Today I did another first and I have to thank my LumberJock buddies (especially the WoodWhisperer) for the strategies.
I’m working on a new box (surprise, surprise) and I had a long piece of wood that was rough on both edges. I, of course, wanted to keep one edge rough but the other needed to be straight to make the bottom edge of the box. In the past I’ve worked with 12” long pieces of wood, which I can fit on the mitre saw and I just “eye” it up and cut it off. But this piece of lumber is about 3’ in length and that method was not an option this time.
Dilemma: how do I cut off the irregular edge and keep the board square? (Actually, the first problem was overcoming my anguish at having to cut off a rough edge in the first place—such a waste.
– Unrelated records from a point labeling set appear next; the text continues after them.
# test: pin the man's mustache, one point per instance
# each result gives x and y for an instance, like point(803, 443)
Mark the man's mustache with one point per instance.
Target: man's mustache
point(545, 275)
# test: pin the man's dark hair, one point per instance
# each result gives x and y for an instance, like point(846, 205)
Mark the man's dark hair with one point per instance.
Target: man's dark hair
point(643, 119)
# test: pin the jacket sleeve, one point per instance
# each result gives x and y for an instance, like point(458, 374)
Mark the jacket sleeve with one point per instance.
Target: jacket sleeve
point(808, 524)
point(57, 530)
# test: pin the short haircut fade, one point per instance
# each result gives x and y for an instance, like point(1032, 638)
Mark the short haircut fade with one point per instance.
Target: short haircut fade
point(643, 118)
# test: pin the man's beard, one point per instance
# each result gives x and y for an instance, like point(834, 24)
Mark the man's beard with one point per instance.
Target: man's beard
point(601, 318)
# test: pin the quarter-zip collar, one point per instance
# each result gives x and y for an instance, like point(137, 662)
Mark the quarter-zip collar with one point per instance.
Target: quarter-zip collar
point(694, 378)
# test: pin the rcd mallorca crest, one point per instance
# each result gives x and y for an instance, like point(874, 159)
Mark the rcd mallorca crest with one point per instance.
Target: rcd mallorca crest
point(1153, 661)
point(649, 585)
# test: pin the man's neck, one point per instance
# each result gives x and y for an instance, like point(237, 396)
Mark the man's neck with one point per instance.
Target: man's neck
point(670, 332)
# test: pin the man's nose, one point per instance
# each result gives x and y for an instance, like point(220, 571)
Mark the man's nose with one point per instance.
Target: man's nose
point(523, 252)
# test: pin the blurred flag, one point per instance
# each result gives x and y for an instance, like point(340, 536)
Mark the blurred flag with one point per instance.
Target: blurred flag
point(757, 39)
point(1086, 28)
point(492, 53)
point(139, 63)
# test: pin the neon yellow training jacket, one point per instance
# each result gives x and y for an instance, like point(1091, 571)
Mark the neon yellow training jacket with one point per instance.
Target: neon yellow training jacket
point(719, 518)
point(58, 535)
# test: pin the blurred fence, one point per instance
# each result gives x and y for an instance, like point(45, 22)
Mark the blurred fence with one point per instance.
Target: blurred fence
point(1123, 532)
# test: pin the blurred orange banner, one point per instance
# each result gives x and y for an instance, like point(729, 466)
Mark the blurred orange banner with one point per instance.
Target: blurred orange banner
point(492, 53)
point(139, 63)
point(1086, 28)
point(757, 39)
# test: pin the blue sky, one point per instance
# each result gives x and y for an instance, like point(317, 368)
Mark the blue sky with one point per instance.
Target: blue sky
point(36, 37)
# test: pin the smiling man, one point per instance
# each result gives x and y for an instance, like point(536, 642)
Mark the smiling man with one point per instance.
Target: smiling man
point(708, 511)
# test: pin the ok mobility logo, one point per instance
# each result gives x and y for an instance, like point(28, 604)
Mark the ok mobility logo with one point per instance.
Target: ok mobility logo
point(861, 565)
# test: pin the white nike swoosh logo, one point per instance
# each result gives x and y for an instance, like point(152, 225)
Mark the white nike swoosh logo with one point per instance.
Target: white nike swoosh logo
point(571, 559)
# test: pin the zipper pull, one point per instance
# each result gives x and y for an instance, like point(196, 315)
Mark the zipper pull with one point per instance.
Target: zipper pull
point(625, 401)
I have to tell you that it hurt to think of it being tossed aside.)
My first thought was to have Rick run it along the table saw but I couldn’t see how that would stay straight on the saw. Think.. think… and then a mix of images (based on fellow LumberJock’s strategies) came floating into my mind and I had the “aha” moment.
Solution: Attach the plank to a board that had a straight edge and run the straight edge along the fence of the table saw or bandsaw. “Good plan”, said Rick “but how do you attach it; you can’t clamp it”.
Again the images from my LumberJock/ Woodwhisperer experiences flashed in my head and the second “aha” moment immediately occurred with the answer: “double-sided tape”.
And so, the plank was attached to a board. The board went through the bandsaw. My beautiful little rough edge fell to the floor and I was left with the perfect beginnings for a new box!!
Next time: Next time, we either buy some double-sided tape that is good for this use or I run the wood through the planer AFTER I remove the tape rather than before to ensure that I get all the glue residue off the wood.
Question: is there a better/easier solution?